A meses del Mundial y con credenciales de bastión del equipo de Scaloni, a mucho futbolero le preocupó que De Paul quedara preso de sus relaciones afectivas y se desconcentrara del objetivo que había perseguido toda su vida. ¿Sabían los usuarios en las redes y algunos panelistas de programas de espectáculos que el 7 albiceleste lloró a dúo con su mamá por videollamada cuando le comunicó que había sido convocado por primera vez a la Selección? ¿Tenía claro el argentino promedio que desde que De Paul levantó una copa para brindar por el nuevo año 2022 puso el anhelo de campeonar en Qatar por encima del resto?
“Está boludeando”, “Ahora que se puso con Tini se viene abajo él y la Selección”, “Olvidate, este pibe se cagó la carrera”. Como señalar al otro es gratuito y el anonimato de las crueles redes sociales continúa atentando contra cualquiera, De Paul tuvo que apretar los dientes y prepararse en silencio para la que es su primera Copa del Mundo como futbolista a los 28 años de edad.
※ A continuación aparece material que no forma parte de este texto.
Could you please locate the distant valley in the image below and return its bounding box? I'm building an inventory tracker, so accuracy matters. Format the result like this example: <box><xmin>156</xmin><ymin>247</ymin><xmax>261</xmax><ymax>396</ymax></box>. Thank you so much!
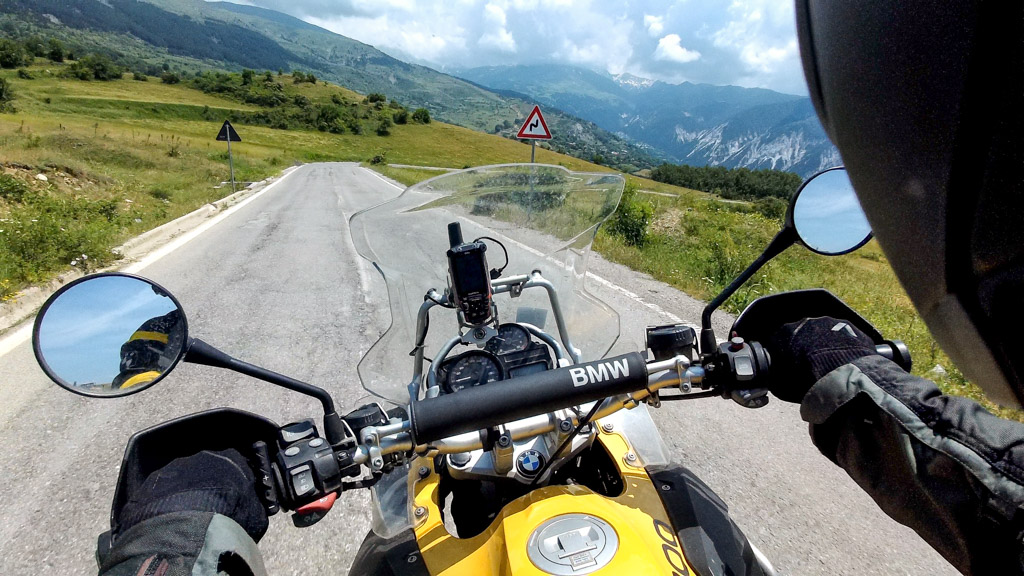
<box><xmin>458</xmin><ymin>65</ymin><xmax>841</xmax><ymax>177</ymax></box>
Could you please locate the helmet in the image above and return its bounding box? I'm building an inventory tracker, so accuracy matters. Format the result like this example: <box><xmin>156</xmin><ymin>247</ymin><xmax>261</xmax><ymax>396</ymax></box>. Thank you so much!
<box><xmin>114</xmin><ymin>310</ymin><xmax>183</xmax><ymax>389</ymax></box>
<box><xmin>796</xmin><ymin>1</ymin><xmax>1023</xmax><ymax>406</ymax></box>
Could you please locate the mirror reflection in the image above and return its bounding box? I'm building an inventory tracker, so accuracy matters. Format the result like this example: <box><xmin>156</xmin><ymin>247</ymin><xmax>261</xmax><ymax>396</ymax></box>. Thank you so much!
<box><xmin>34</xmin><ymin>275</ymin><xmax>187</xmax><ymax>397</ymax></box>
<box><xmin>792</xmin><ymin>168</ymin><xmax>872</xmax><ymax>255</ymax></box>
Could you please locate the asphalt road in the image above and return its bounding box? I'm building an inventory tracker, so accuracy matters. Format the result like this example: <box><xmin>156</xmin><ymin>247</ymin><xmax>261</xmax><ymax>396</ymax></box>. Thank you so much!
<box><xmin>0</xmin><ymin>163</ymin><xmax>957</xmax><ymax>575</ymax></box>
Vaya paradoja, desde que su novia arribó a Doha, su nivel se elevó exponencialmente y dejó atrás la pálida presentación con derrota ante los saudíes. Tini pudo haber sido una contención importante, pero igualmente Rodrigo tuvo a su familia presente en cada partido para no sentirse solo (aunque eso no tenga tanta notoriedad en los medios de comunicación).
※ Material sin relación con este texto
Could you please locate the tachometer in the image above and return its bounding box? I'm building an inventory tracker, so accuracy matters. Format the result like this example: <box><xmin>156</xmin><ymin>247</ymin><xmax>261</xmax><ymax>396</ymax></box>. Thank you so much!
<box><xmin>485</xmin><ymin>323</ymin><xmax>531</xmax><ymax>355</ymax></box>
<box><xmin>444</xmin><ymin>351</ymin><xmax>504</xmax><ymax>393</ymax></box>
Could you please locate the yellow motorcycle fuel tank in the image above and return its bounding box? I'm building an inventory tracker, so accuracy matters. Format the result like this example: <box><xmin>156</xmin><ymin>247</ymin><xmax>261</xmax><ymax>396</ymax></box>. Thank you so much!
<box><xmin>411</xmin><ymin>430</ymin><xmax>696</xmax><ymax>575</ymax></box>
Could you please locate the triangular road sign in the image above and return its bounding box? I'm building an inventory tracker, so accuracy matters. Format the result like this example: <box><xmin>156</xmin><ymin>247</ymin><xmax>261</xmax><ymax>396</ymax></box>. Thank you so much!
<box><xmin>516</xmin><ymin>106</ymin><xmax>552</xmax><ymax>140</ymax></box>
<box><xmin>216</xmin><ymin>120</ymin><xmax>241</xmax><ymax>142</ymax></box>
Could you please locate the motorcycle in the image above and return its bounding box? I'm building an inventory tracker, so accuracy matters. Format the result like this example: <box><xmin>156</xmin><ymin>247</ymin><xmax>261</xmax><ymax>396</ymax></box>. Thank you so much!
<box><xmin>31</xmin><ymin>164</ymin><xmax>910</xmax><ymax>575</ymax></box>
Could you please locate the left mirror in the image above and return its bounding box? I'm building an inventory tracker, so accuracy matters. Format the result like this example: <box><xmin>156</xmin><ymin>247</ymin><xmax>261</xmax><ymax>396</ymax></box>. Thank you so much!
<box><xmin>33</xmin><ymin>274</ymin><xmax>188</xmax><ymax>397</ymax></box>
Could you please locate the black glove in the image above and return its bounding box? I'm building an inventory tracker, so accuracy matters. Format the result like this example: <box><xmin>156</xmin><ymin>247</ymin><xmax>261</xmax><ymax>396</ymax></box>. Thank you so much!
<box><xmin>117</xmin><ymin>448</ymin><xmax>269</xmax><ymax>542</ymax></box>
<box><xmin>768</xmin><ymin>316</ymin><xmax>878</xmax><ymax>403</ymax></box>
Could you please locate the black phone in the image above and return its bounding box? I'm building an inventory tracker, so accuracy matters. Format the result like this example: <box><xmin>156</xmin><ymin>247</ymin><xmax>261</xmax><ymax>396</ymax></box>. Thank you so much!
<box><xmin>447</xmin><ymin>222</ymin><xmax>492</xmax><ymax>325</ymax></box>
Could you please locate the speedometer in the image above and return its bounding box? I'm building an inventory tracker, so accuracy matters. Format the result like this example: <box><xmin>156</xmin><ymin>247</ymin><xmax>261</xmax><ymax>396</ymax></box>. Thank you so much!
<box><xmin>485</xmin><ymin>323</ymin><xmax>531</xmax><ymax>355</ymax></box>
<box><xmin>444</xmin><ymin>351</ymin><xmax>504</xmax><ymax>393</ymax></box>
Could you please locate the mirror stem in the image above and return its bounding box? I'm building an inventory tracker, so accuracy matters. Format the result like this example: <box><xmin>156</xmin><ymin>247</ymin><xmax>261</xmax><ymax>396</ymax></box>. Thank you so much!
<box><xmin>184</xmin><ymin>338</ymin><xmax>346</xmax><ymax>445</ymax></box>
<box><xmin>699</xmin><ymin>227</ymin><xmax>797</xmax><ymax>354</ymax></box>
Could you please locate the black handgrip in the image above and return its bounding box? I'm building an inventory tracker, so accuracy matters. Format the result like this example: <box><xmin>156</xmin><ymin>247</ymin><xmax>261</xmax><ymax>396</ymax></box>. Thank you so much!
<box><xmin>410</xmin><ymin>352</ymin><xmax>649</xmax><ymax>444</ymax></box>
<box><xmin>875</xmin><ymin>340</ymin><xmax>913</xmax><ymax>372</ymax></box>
“Cuando había más dudas que certezas, vos agarraste al primer avión y te viniste para acá, sin que te importe nada!!! Cuando muchos se bajaron o repetían boludeces, vos me agarraste la mano y me dijiste que no estaba solo”. El mensaje acompañó a una foto de Rodrigo con Tini abrazados, en un rato libre que el plantel argentino tuvo tras la inesperada caída con los árabes. Lo que no se ve, lo que no se sabe, lo que se desconoce.
Se llegó a poner en duda su participación en el encuentro frente a Países Bajos por los cuartos de final de la Copa del Mundo, por un supuesto desgarro que finalmente no fue. Es cierto que De Paul arrastra una fatiga en el isquiotibial derecho que le impidió terminar los últimos dos compromisos en cancha, algo a lo que siempre apuesta su entrenador, pero el 7 bravo no se iba a privar de faltar a una de estas citas, las que soñó toda su vida.
Como dijo su mamá, “él vive, come y respira Mundial; no piensa en otra cosa”. El tiempo le dio la razón. Hoy aquel niño fanático de la selección argentina que hubiera dado lo que fuera por jugar un Mundial, aplaude a este adulto que lo está cumpliendo.